In this case, distance from point $A$ to point $B$ .

We have coordinates $(x_1, y_1)$ for point $A$ .

And point $B$ has coordinates $(x_2, y_2)$ .

Distance formula is

$d = \sqrt{(x_2 - x_1)^2 + (y_2 - y_1)^2}$

You can memorize this formula and find the distance between any two points.

Let’s have an example.

Point $A$ has coordinates $(1, 2)$ . Point $B$ has coordinates $(4, 6)$ . Let’s find the distance between these two points.

Distance formula is

$d = \sqrt{(x_2 - x_1)^2 + (y_2 - y_1)^2}$
$d = \sqrt{(4 - 1)^2 + (6 - 2)^2}$
$d = \sqrt{(3)^2 + (4)^2}$
$d = \sqrt{9 + 16}$
$d = \sqrt{25}$

Now, we have

$d = 5$

This means that the distance between point $A$ and point $B$ is $5$ .

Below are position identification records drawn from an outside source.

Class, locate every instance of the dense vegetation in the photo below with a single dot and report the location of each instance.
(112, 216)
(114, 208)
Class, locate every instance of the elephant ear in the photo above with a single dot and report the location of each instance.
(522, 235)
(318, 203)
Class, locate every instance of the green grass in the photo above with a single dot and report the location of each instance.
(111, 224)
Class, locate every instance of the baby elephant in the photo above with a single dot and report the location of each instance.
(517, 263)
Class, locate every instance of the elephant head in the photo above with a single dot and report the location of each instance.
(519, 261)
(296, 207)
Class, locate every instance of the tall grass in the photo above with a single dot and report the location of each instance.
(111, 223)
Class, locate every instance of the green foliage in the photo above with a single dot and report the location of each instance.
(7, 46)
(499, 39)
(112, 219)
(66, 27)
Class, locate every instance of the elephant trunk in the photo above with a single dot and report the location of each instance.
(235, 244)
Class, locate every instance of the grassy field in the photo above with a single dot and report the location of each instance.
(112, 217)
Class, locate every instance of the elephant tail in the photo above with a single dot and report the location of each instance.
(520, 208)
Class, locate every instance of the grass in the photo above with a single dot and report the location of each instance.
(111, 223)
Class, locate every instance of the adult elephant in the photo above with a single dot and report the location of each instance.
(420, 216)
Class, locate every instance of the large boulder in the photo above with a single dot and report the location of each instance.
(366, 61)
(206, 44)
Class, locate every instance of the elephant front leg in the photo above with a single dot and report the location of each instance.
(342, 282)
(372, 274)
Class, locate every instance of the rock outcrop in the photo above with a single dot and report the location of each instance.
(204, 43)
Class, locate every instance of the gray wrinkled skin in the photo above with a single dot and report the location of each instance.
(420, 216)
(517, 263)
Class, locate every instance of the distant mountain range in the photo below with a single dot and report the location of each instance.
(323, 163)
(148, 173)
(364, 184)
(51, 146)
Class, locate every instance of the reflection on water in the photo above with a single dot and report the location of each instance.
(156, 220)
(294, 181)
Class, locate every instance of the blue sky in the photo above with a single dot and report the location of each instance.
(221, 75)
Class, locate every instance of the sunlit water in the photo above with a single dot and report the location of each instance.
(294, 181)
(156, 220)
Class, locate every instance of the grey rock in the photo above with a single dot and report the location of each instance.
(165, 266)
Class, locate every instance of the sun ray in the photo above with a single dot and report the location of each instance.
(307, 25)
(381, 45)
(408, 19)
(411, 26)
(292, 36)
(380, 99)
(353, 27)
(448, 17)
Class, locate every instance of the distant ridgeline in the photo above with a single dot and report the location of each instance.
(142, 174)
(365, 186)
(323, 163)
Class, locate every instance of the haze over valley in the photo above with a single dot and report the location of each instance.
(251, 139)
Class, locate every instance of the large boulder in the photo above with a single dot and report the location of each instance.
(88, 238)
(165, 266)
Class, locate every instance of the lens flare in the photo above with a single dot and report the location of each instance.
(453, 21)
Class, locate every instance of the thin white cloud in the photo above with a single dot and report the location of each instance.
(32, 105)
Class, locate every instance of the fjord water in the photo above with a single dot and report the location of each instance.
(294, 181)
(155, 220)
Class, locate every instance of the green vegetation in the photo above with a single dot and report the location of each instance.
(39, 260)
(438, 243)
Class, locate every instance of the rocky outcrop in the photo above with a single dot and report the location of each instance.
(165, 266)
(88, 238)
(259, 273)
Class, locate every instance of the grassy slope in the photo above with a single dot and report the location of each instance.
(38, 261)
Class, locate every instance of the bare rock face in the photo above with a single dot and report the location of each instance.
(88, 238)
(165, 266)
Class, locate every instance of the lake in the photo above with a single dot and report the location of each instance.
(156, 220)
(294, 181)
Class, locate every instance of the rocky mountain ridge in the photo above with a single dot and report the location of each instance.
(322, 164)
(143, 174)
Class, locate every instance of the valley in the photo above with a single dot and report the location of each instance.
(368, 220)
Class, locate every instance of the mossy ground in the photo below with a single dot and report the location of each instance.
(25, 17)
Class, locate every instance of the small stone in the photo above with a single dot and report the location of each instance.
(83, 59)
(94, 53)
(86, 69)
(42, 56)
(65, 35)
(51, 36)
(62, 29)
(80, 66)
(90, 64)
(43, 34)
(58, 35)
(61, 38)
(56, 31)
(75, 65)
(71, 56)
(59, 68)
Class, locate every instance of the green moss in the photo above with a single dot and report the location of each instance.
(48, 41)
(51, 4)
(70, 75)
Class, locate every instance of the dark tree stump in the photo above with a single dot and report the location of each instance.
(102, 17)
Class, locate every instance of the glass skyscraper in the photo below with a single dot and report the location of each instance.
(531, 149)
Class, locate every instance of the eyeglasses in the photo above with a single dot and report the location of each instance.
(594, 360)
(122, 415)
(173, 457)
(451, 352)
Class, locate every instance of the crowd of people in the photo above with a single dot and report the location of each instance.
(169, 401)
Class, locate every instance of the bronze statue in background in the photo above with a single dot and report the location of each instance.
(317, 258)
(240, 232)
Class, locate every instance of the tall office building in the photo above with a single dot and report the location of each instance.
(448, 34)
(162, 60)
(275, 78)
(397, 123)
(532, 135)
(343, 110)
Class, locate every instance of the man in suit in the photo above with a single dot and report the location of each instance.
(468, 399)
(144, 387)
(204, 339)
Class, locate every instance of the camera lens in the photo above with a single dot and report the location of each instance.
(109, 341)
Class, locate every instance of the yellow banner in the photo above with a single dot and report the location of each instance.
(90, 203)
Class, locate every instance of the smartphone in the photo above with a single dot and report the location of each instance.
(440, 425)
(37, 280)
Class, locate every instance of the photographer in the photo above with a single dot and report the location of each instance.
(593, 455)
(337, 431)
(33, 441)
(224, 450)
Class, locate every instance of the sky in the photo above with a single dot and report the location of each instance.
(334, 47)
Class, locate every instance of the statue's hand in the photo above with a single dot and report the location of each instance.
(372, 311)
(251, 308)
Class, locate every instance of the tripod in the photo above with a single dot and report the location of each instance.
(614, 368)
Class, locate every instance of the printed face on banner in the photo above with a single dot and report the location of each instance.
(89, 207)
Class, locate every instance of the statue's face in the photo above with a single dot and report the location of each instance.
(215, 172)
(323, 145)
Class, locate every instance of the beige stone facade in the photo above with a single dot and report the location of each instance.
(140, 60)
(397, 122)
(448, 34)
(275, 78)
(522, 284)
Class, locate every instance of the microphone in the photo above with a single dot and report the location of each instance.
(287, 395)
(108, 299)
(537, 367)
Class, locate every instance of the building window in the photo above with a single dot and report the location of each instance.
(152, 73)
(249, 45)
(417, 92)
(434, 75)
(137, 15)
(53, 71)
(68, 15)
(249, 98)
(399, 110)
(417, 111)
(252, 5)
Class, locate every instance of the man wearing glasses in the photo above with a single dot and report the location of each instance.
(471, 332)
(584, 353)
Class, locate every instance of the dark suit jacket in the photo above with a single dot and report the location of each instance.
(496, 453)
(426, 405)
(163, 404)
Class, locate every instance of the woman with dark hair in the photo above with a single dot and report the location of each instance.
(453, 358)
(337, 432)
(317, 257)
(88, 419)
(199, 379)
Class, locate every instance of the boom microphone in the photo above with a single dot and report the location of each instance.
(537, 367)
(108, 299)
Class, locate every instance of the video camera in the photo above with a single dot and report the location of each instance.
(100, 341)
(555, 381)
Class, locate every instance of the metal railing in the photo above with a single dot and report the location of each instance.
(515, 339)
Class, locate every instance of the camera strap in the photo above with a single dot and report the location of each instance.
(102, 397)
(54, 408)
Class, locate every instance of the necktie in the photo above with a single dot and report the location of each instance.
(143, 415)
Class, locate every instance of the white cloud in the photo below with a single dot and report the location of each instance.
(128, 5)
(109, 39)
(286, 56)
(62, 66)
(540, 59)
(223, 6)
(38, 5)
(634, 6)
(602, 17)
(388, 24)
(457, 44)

If you don’t want to memorize the formula, there’s another way to find the distance between the two points.

It’s very similar to the formula.

Let’s draw a triangle using the line from $A$ to point $B$ .

Make sure to make to form a triangle with a $90^{\circ}$ angle.

Then, we can use the Pythagorean theorem.

The distance of the horizontal leg is the difference of the two $x$ -coordinates. Let’s call it $a$ .

$a = 4 - 1$ $a = 3$

Then, the distance of the vertical leg is the difference of the two $y$ -coordinates. Let’s call this leg $b$ .

$b = 6 - 2$
$b = 4$

Now, take a look at the Pythagorean theorem.

$a^2 + b^2 = c^2$

The distance formula is actually based on this.

So, let’s solve this using Pythagorean theorem

$d^2 = 3^2 + 4^2$
$d^2 = 9 + 16$
$d^2 = 25$

Then, let’s get the squareroot of $d$ to get the answer.

$\sqrt{d^2} = \sqrt{25}$
$d = 5$

So, we got the same answer as the first one.

So now, you could memorize the distance formula or you could draw a triangle and use the Pythagorean theorem.